The Psychology of Shopping

I've written in the past about the power of advertising and the psychology of store design and product placement that convinces us to buy things, often things we don't need (scroll down and search for "Advertising" in "Categories" on the sidebar of this blog to read previous posts). The psychology of shopping is endlessly fascinating to me, and I've compiled a few more posts that address aspects of it.

1.  In "Psychology Today," Kit Yarrow, Ph.D, presents five ways that sales make you vulnerable. In her article, "Why Clearance Sales are Psychologically Irresistible," fear of missing out is in first position on her list.

In her research she found that "sale shoppers ultimately spend more money than non-sale shoppers. They often purchase things that aren’t truly satisfying; and because they aren’t satisfied they continue to shop. Additionally, the rush they get from snagging a bargain has an addictive quality - the products they purchase are in some ways secondary." She offers some suggestions about how to counter this vulnerability, including using cash rather than a credit card because cash is "real" and credit isn't.

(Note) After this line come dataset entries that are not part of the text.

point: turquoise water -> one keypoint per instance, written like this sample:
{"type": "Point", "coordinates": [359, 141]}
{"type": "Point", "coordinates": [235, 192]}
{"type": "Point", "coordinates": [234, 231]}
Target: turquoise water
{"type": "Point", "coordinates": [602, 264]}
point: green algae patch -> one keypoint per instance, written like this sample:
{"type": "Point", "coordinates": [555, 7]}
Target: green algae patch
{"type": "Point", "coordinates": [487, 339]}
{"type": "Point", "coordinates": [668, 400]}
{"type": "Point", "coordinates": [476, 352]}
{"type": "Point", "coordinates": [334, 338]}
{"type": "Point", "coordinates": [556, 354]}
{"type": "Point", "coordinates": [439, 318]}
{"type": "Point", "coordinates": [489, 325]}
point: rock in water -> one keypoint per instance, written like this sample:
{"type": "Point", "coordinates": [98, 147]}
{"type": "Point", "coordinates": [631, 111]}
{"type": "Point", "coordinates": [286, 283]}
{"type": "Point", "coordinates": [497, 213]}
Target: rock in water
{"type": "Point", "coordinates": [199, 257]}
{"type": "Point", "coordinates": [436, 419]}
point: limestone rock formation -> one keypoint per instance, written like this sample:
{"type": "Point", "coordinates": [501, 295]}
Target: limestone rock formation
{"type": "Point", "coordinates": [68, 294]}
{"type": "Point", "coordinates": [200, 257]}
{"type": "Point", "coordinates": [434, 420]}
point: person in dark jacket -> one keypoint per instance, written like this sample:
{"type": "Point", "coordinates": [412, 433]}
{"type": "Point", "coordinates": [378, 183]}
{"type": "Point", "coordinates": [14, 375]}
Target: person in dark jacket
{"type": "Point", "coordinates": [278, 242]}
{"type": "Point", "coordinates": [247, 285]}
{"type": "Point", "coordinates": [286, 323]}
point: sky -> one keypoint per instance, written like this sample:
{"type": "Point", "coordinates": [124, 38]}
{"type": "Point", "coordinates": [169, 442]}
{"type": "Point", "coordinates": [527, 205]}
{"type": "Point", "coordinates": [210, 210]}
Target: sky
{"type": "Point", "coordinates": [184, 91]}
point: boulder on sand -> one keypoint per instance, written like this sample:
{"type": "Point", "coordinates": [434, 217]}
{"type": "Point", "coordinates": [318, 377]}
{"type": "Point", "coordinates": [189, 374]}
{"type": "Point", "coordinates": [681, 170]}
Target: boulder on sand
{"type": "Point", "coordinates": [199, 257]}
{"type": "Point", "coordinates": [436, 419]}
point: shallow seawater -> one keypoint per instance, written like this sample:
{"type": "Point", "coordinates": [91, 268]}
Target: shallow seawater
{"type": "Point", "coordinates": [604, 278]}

2.  Here's a rather surprising observation, discussed in a New York Times opinion piece by Oliver Burkeman entitled, "Suffer. Spend. Repeat," about shopping during the holiday season:

"[I]t may strike you that retailers have gone out of their way to make holiday shopping as unpleasant an experience as possible. The odd truth is that they probably have. And there’s a reason for that: evidence suggests that the less comfortable you are during the seasonal shopping spree, the more money you’ll spend."

And once you start spending, chances are you'll continue because, "according to the theory of 'shopping momentum,' as explained by researchers from Stanford, Yale and Duke Universities, we fret far more about whether to buy the first item we purchase during a trip than we do subsequent ones."

3. Martin Lindstrom "has learned a few things about advertising and marketing. He's advised major corporations such as Disney and Proctor & Gamble, and recently wrote a book called Brandwashed, which chronicles the many ways corporations get us to consume their products."

Brandwashing starts very young (Lindstrom says the average American 3-year-old can recognize 100 brands) and it saturates our lives. Example: Those small cardboard boxes in the produce department of Whole Foods that say "Patty's Farm" aren't exactly what they seem to be. The box "[has] actually been designed by a graphic design company in New York City to make us feel this is nostalgia at its peak."

Learn more in an "All Things Considered" NPR interview called, "Products R Us: Are We Brandwashed?" (8 min 26 sec)

Obviously, the solution to functioning in a society that's saturated with marketing ploys is to try to outwit the advertisers by being constantly aware of their efforts and prepared to meet the onslaught that greets us whenever we go shopping. But vigilance can be fatiguing and even the most knowledgeable and sophisticated shopper can be vulnerable to just the right combination of sales techniques.

I find that avoiding "window shopping" and its equivalent, browsing online, help keep my focus on what's needed. But there have been times when that hypnotic "Oh, look! It's sparkly!" moment has taken over my brain and claimed my sanity just long enough to open my wallet and pull out a credit card. Do you have any special tricks your rely on when you're shopping? Please share because we all need as much help as we can get!